Foreign and Domestic Interaction in the Early Modern Printmaking Network
I presented the following poster at the Sixteenth Century Society Conference in New Orleans on October 18th, 2014. My participation in this conference was generously supported by a travel subvention granted by Iter.
Poster text
Research Questions
As printmaking became more and more popular in the Netherlands between 1500 and 1750, how did large-scale patterns of connection change between designers, plate cutters, and publishers? Specifically, when did Dutch artists tend to connect with foreign, versus domestic collaborators? How does the Dutch pattern of connection compare to other national schools?
Method: Print Collection to Network
Drawing from the British Museum’s Linked Open Data repository, I created a dynamic network model in which artists are connected when they are associated with the production of a print in one of three roles: designer (either as an active participant, or simply “made after”), printmaker, and/or publisher. Using the iGraph package for R, I created subsets of the network using a ten-year-long rolling window. For each “time slice” of the network, I calculated certain measures at the network, national, and individual scales.1 Plotting the trends in these measures helps us understand changes in network structure over time.
Group-External/Group-Internal Index
The group-external/group-internal index measures the balance between connections actors make within a given group (e.g. artist nationality) versus those they make to actors outside that group.2
- EI index = 1: Only external connections
- EI index = 0: Equal number of internal and external connections.
- EI index = -1: Only internal connections
Results
Dutch artists primarily connected to foreign collaborators up until the 1570s. While the number of prints produced in each year increased only gradually, Dutch printmakers rapidly shifted inwardly during the 1580s. Between ½ to ¾ of their connections would be to fellow Dutch printmakers during the seventeenth century. Plotting the EI indicies of the most central artists over this time period illustrates how this balance shifted. However, some artists defied national trends in any given period. Although Dutch printmakers made the majority of their connections in 1570 with foreign collaborators, some like Hans Bol worked exclusively with fellow Dutch artists. On the other hand, in the 1640s, Cornelis Bloemaert, an engraver who did most of his work in Rome, made far more foreign connections than did his contemporaries.
International Comparisons
We observe the same rapid shift from majority-external to majority-internal connections in the French, English, and Flemish printmaking networks as well, each occurring at slightly different points. Conversely, German and Italian printmakers initially connected mostly inwardly, only gradually shifting towards majority-external connections around the turn of the seventeenth century.
Conclusions
These results suggest that artists from regions associated with the birth of printmaking tended to connect inwardly, while artists in areas without an established print infrastructure initially had to look beyond their home countries to find collaborators, at least until a critical mass of domestic printmaking potential had developed.
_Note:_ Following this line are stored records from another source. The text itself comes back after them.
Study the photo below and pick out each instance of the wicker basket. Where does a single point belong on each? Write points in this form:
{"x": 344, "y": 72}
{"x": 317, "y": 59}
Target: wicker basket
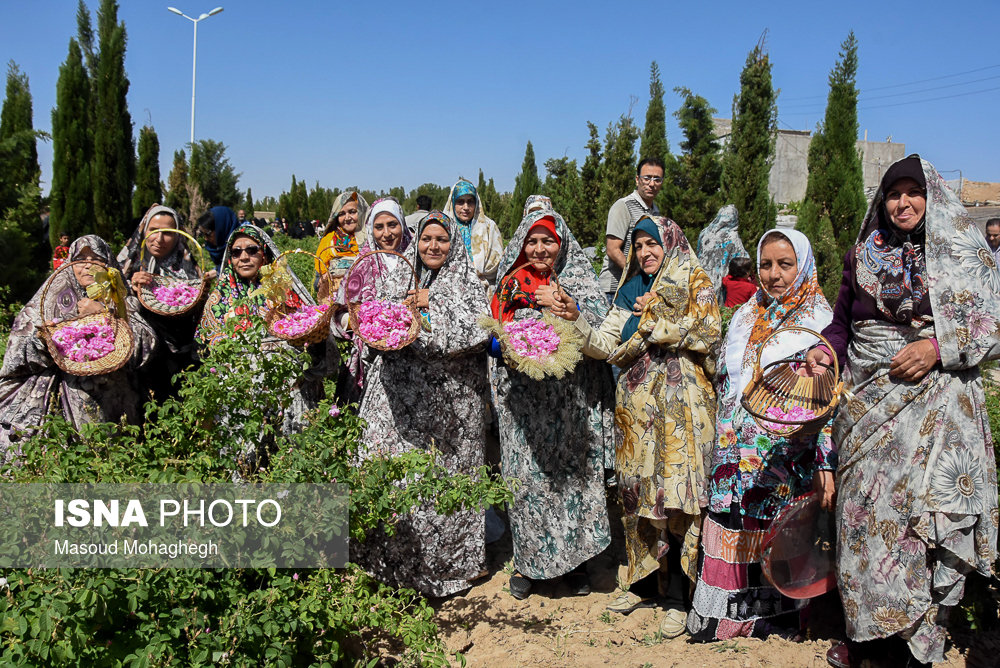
{"x": 315, "y": 334}
{"x": 124, "y": 339}
{"x": 353, "y": 308}
{"x": 561, "y": 362}
{"x": 146, "y": 293}
{"x": 778, "y": 385}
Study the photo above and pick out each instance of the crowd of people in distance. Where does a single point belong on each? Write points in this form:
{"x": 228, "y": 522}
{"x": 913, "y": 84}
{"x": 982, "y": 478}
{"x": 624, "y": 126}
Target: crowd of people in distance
{"x": 653, "y": 413}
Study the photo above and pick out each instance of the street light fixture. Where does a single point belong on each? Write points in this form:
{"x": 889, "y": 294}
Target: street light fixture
{"x": 194, "y": 57}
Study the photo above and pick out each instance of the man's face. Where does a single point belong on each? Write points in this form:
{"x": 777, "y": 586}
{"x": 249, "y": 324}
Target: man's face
{"x": 649, "y": 182}
{"x": 993, "y": 235}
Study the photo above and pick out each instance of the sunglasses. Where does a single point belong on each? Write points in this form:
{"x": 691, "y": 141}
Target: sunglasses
{"x": 249, "y": 250}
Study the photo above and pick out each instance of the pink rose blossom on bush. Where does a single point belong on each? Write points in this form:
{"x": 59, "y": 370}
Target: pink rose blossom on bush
{"x": 298, "y": 322}
{"x": 534, "y": 339}
{"x": 384, "y": 321}
{"x": 84, "y": 343}
{"x": 176, "y": 294}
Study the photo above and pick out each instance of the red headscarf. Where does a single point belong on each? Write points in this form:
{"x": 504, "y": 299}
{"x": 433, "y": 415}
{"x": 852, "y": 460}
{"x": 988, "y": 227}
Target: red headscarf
{"x": 517, "y": 289}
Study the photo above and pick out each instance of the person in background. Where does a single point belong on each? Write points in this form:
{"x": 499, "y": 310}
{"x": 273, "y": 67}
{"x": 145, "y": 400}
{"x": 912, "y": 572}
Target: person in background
{"x": 623, "y": 215}
{"x": 61, "y": 251}
{"x": 993, "y": 237}
{"x": 739, "y": 285}
{"x": 423, "y": 207}
{"x": 215, "y": 225}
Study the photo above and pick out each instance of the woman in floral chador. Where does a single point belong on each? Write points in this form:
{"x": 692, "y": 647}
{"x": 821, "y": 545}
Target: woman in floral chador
{"x": 916, "y": 315}
{"x": 32, "y": 386}
{"x": 480, "y": 235}
{"x": 660, "y": 331}
{"x": 755, "y": 473}
{"x": 384, "y": 229}
{"x": 165, "y": 254}
{"x": 429, "y": 395}
{"x": 553, "y": 433}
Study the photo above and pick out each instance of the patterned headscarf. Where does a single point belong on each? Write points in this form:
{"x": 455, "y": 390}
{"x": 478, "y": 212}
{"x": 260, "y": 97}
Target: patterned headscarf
{"x": 719, "y": 243}
{"x": 961, "y": 276}
{"x": 573, "y": 269}
{"x": 801, "y": 305}
{"x": 363, "y": 281}
{"x": 890, "y": 263}
{"x": 231, "y": 287}
{"x": 178, "y": 264}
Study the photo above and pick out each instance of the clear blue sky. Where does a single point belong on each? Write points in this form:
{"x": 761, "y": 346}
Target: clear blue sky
{"x": 402, "y": 93}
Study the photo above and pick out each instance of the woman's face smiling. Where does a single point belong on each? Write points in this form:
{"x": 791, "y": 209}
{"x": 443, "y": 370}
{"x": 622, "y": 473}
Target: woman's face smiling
{"x": 465, "y": 206}
{"x": 433, "y": 245}
{"x": 387, "y": 231}
{"x": 245, "y": 263}
{"x": 906, "y": 203}
{"x": 648, "y": 252}
{"x": 541, "y": 248}
{"x": 777, "y": 266}
{"x": 162, "y": 244}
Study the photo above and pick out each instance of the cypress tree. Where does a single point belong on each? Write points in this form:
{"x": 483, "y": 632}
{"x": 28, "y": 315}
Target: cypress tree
{"x": 71, "y": 197}
{"x": 526, "y": 184}
{"x": 114, "y": 147}
{"x": 20, "y": 199}
{"x": 698, "y": 170}
{"x": 19, "y": 156}
{"x": 746, "y": 165}
{"x": 177, "y": 197}
{"x": 565, "y": 188}
{"x": 835, "y": 195}
{"x": 147, "y": 175}
{"x": 654, "y": 140}
{"x": 590, "y": 186}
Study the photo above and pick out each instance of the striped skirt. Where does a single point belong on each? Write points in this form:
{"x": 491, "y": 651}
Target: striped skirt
{"x": 732, "y": 597}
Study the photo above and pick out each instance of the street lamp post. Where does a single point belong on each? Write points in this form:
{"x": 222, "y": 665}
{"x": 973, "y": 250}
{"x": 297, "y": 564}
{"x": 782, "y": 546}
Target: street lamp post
{"x": 194, "y": 57}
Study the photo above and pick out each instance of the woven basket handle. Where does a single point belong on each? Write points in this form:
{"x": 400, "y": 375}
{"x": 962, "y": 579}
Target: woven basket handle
{"x": 347, "y": 276}
{"x": 62, "y": 267}
{"x": 201, "y": 253}
{"x": 552, "y": 277}
{"x": 823, "y": 340}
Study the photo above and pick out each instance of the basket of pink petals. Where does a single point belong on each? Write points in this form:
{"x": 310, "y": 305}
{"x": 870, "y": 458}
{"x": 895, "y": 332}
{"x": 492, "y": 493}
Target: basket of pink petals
{"x": 92, "y": 344}
{"x": 384, "y": 324}
{"x": 296, "y": 321}
{"x": 545, "y": 346}
{"x": 169, "y": 295}
{"x": 785, "y": 403}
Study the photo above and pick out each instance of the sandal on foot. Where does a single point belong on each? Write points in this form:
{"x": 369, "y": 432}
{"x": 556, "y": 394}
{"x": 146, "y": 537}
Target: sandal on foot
{"x": 674, "y": 623}
{"x": 520, "y": 586}
{"x": 628, "y": 602}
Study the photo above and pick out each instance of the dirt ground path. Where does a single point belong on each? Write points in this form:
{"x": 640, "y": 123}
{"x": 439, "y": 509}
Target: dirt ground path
{"x": 553, "y": 628}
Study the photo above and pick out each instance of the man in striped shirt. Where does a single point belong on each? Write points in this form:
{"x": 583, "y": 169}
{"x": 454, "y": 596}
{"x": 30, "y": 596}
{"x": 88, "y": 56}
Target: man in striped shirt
{"x": 623, "y": 215}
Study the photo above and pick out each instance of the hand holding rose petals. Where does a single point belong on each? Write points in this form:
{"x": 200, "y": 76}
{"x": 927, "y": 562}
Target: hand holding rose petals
{"x": 534, "y": 339}
{"x": 84, "y": 343}
{"x": 298, "y": 322}
{"x": 176, "y": 294}
{"x": 796, "y": 414}
{"x": 384, "y": 322}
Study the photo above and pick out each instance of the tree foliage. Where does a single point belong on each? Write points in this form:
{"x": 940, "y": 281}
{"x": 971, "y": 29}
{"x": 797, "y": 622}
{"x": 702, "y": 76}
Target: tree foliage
{"x": 113, "y": 172}
{"x": 697, "y": 172}
{"x": 746, "y": 165}
{"x": 177, "y": 197}
{"x": 526, "y": 184}
{"x": 564, "y": 187}
{"x": 834, "y": 204}
{"x": 147, "y": 175}
{"x": 71, "y": 197}
{"x": 210, "y": 170}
Art historians should take these structural constraints into account when considering why particular artists pursued styles or subjects attractive to an international audience, versus those attractive to a domestic one.
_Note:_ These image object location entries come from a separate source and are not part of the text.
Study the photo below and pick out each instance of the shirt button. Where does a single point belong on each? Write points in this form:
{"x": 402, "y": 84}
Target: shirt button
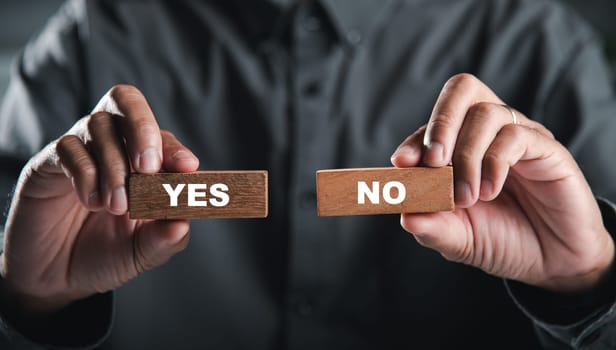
{"x": 308, "y": 200}
{"x": 312, "y": 88}
{"x": 311, "y": 24}
{"x": 304, "y": 307}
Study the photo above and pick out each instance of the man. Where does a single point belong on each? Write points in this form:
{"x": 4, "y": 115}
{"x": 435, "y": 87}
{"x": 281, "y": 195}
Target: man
{"x": 294, "y": 87}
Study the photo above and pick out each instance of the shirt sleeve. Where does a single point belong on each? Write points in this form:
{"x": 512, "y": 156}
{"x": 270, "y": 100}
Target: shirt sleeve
{"x": 47, "y": 93}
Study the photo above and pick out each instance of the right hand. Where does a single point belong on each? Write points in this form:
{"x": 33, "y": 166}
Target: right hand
{"x": 68, "y": 234}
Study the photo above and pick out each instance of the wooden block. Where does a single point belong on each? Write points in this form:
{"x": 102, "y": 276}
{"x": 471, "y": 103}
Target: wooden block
{"x": 384, "y": 191}
{"x": 201, "y": 194}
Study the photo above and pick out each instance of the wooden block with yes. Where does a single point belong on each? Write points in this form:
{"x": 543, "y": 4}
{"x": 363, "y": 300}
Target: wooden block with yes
{"x": 201, "y": 194}
{"x": 384, "y": 191}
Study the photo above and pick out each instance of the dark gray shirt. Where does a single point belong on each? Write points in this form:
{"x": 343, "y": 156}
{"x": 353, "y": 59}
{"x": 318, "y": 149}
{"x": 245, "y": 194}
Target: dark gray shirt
{"x": 296, "y": 88}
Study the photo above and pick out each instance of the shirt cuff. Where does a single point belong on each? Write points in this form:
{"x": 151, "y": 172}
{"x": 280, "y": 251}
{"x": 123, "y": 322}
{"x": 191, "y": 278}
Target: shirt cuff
{"x": 577, "y": 320}
{"x": 84, "y": 324}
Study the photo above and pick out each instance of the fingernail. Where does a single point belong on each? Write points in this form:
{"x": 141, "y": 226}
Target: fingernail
{"x": 149, "y": 160}
{"x": 118, "y": 201}
{"x": 435, "y": 152}
{"x": 463, "y": 192}
{"x": 66, "y": 172}
{"x": 94, "y": 199}
{"x": 486, "y": 187}
{"x": 182, "y": 155}
{"x": 406, "y": 151}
It is also remarkable that shifts towards majority-domestic connections were precipitous, rather than gradual. Early modern printmaking networks tended towards a punctuated equilibrium pattern of structural change similar to many other types of complex systems.3 The seemingly-gradual growth and decline of print production between 1500–1750 masks more dramatic structural changes that should be taken into account when interpreting individual artists’ strategies.